The Case for Deregulating the Taxi Cab Industry


In recent weeks, taxi services have protested in Washington D.C., Boston, London, and elsewhere over the existence of ride-sharing services like Uber (or Uberx), Lyft, and Sidecar.

These latter companies, it’s alleged, are taking customers traditional taxis would otherwise assist.And since they’re not taxi services in the ordinary sense, they’re operating outside the control of regulations that mandate everything from the cameras on the inside of traditional taxi cab to the font of the decals those cabs are required to display.

Further, in most cities, strict licensing rules make it prohibitively expensive for a new driver to enter the market (it requires as much as $1 million to get a license in New York). With start-up costs so high, drivers already within the industry are insulated from taxi-based competition from the outside, but services like those offered by Uber, Lyft, and Sidecar cut around those barriers. As Uber seeks to expand into South Carolina, taxi companies are debating whether to take legislative action to regulate these potential competitors’ services.

Elected officials will have to make a choice. Before they do, they should consider the larger question of regulation.

The obvious benefit of allowing Uber to proceed unchecked is that it will create greater competition in the market for transportation, which, in general, leads to better quality service. Just the threat of Uber entering the Charleston area has caused the Charleston Yellow Cab Company to develop its own smartphone app, an innovation that has long been available. As it stands, however, there can only be one outcome to this competition. Uber is a wholly unregulated entity capable of becoming whatever the consumer desires; taxis are stuck in a mold that was designed in the 1930s. As ride-sharing services break into the market around the regulations, what was once a barrier designed to insulate taxis from harm becomes a yoke that prevents them from keeping up with their unregulated neighbors.

The state’s response should not be to yoke everyone equally, but to lift the yoke from all parties.

When “mini-cabs” began their work in Paris, the traditional taxi-drivers expressed outrage. These new, smaller vehicles could get to passengers much quicker than normal taxis because they didn’t have to adhere to the same size requirements as a normal cab and could slip through traffic easier. The government’s eventual response? Require the mini-cabs to wait 15 minutes before picking up passengers. So instead of allowing innovation, the government forced all companies to provide equally bad service.
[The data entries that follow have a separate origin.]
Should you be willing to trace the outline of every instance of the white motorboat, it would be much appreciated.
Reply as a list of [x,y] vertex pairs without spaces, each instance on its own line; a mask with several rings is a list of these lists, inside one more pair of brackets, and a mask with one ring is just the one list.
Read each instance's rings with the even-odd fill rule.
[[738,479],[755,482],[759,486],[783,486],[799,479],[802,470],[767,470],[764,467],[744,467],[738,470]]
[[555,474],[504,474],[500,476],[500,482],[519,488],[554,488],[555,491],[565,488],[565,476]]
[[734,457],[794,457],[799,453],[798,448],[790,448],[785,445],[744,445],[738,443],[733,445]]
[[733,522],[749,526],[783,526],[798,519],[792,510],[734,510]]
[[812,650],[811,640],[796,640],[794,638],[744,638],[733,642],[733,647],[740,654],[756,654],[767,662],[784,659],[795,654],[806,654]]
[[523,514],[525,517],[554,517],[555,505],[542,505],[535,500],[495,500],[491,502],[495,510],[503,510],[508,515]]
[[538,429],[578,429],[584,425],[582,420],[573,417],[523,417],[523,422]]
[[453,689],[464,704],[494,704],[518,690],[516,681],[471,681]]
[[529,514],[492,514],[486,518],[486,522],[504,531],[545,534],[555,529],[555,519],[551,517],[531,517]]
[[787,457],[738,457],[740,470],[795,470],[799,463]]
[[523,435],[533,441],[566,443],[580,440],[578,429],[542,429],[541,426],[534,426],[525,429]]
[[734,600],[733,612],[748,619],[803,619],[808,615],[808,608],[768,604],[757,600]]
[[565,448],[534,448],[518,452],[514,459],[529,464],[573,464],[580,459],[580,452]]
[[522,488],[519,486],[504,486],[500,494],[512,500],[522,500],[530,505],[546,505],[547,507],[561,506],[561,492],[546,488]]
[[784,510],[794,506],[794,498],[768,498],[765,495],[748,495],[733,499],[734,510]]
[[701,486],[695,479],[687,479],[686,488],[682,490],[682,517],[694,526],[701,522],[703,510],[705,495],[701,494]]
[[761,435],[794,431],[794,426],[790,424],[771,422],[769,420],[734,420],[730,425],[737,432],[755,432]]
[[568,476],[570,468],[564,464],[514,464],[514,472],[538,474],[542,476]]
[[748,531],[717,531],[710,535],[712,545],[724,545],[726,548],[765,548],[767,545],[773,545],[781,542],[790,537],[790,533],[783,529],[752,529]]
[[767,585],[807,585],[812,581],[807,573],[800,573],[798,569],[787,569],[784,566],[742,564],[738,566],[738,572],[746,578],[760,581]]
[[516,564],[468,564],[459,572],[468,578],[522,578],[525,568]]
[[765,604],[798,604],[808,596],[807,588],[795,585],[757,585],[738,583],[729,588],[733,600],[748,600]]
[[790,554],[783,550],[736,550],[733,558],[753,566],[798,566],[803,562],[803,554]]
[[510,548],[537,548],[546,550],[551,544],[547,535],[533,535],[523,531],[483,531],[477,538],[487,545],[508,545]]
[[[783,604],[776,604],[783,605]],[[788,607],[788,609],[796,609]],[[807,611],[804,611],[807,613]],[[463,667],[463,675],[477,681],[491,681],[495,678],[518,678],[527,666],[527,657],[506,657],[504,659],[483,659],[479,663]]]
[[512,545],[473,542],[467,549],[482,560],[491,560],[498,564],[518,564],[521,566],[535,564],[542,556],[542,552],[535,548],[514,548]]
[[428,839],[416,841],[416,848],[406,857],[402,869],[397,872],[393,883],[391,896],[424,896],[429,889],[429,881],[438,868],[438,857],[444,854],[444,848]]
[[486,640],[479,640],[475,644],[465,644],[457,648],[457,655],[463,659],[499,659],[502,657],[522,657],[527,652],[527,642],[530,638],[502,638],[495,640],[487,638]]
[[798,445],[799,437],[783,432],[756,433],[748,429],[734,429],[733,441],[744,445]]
The result, of course, is entrenched companies won and consumers lost. The taxis flourished, the mini-cabs disappeared – their only advantage had been taken away – and the passengers were kept waiting.

Laws like France’s “15-Minute Rule” (or any regulation deliberately designed to reduce the effectiveness of a business) harms everyone but the rent-seeker, and results in a net loss over time by stifling progress. If politicians want to level the competitive playing field between ride-sharing services and taxis, the better choice would be to deregulate the taxi industry to the same level as the ride-sharing industry.

Regulations are put in place in an attempt to ensure public safety, so when people argue against deregulated industries they often cite examples of people being harmed in ways that would have been prevented by a regulation. In the case of ride-sharing, opponents of deregulation might point to cases in which unregulated drivers kidnapped passengers or hit pedestrians. If only there had been state-mandated standards for who could drive their cars, the reasoning goes, nothing would have happened.

In that case, we would expect there to be fewer such incidents in more-regulated industries. But that’s just not what has happened. There are thousands of cases in which taxis harm passengers or hit pedestrians while driving recklessly. Furthermore, regulation’s deterrent effect on low safety standards is slight compared to the likely costs a civil lawsuit could command. Airline industries don’t have rigorous safety procedures because they might get fined by the FAA for not complying; they have those procedures and standards because a multi-billion dollar lawsuit after a plane crashes would cripple their business. Civil regulation is much more powerful than legislative regulation.

But perhaps the most persuasive argument against allowing for Uber to enter South Carolina is presented in this article written by a cab driver from St. Louis. Even with deregulation, he contends, the taxi industry could be destroyed by ride-sharing services. The taxi companies aren’t protesting because they have ethical problems with Uber or Lyft; they’re protesting because they think that their livelihoods are being threatened, and it’s possible they’re right.

Looking back into the history of transportation, we can see that some industries were decimated by new technology. In 1900, 109,000 people made a living making horse-drawn carriages. Today, the profession is almost gone. Simply put, the buggy business died largely because of Henry Ford and his Model-T. This process, sometimes called creative destruction, is similar to a snake shedding his skin; it doesn’t fit anymore, it’s not as glossy, so he trades the old for the new. That analogy doesn’t take into account that “shedding” the old services in the economy means hurting peoples’ livelihoods.

Of course, some who lose their jobs to newer technology get jobs elsewhere, and many times their lives improve as a consequence. But creative destruction is both creative and destructive, and there’s no use pretending otherwise.

In the end, we should foster a free, level playing field in the transportation industry by deregulating the taxis and leave ride-sharing alone. In the long run, when consumers win, everybody benefits.